La cour renvoie aux développements précédents et rappelle qu’elle a retenu l’existence d’un manquement de l’employeur à son obligation de sécurité dans le cadre du prononcé de la résiliation judiciaire du contrat de travail, et en particulier il a été établi que l’employeur avait sollicité à de multiples reprises la salariée durant son arrêt de travail, ce qui cause nécessairement un préjudice à la salariée qu’il convient d’indemniser (Soc., 14 mai 2025, n°24-12.175).
Dans ces conditions la cour allouera à Mme [B] la somme de 1.000 € à titre de dommages-intérêts par infirmation du jugement entrepris.
Sur le surplus des demandes
Mme [B] demande 500 € de dommages intérêts pour remise tardive des documents de fin de contrat. Elle rappelle que lors du bureau de conciliation et d’orientation du 5 mai 2022, le conseil de la SEPA a remis les éléments rectifiés à Mme [B] avec 66 jours de retard.
Cette remise tardive a causé un préjudice à la salariée qui n’a pu faire valoir immédiatement ses droits à indemnisation chômage.
La cour indemnisera donc Mme [B] à hauteur de 500 €, par infirmation du jugement déféré.

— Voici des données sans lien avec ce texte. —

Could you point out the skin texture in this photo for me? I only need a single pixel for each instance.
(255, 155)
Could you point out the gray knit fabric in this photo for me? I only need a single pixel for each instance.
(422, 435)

La SEPA, succombante, sera condamnée aux dépens de première instance par confirmation du jugement déféré ainsi qu’aux dépens d’appel et à payer à Mme [B] la somme de 3.000 € au titre des frais irrépétibles exposés en appel, cette somme s’ajoutant à celle allouée à Mme [B] en première instance.
PAR CES MOTIFS
La cour, après en avoir délibéré, statuant publiquement, par arrêt contradictoire et en dernier ressort,
Confirme le jugement entrepris, excepté en ce qu’il a débouté Mme [A] [B] de ses demandes indemnitaires au titre du manquement de l’employeur à son obligation de sécurité et au titre de la remise tardive des documents sociaux,
L’infirme de ces chefs,
Statuant à nouveau des chefs infirmés, et y ajoutant,
Condamne la [1] à payer à Mme [A] [B] les sommes suivantes :
— 1.000 € à titre de dommages intérêts pour manquement de l’employeur à l’obligation de sécurité,
— 500 € à titre de dommages-intérêts pour remise tardive des documents sociaux,
Condamne la [1] aux dépens d’appel,
Déboute la [1] de sa demande présentée au titre de l’article 700 du code de procédure civile,
Condamne la [1] à payer à Mme [A] [B] la somme de 3.000 € sur le fondement de l’article 700 du code de procédure civile pour les frais irrépétibles exposés en appel.
Arrêt signé par Madame CAUTRES, Présidente, et par Madame LAUBIE, Greffière, à laquelle la minute de la décision a été remise par le magistrat signataire.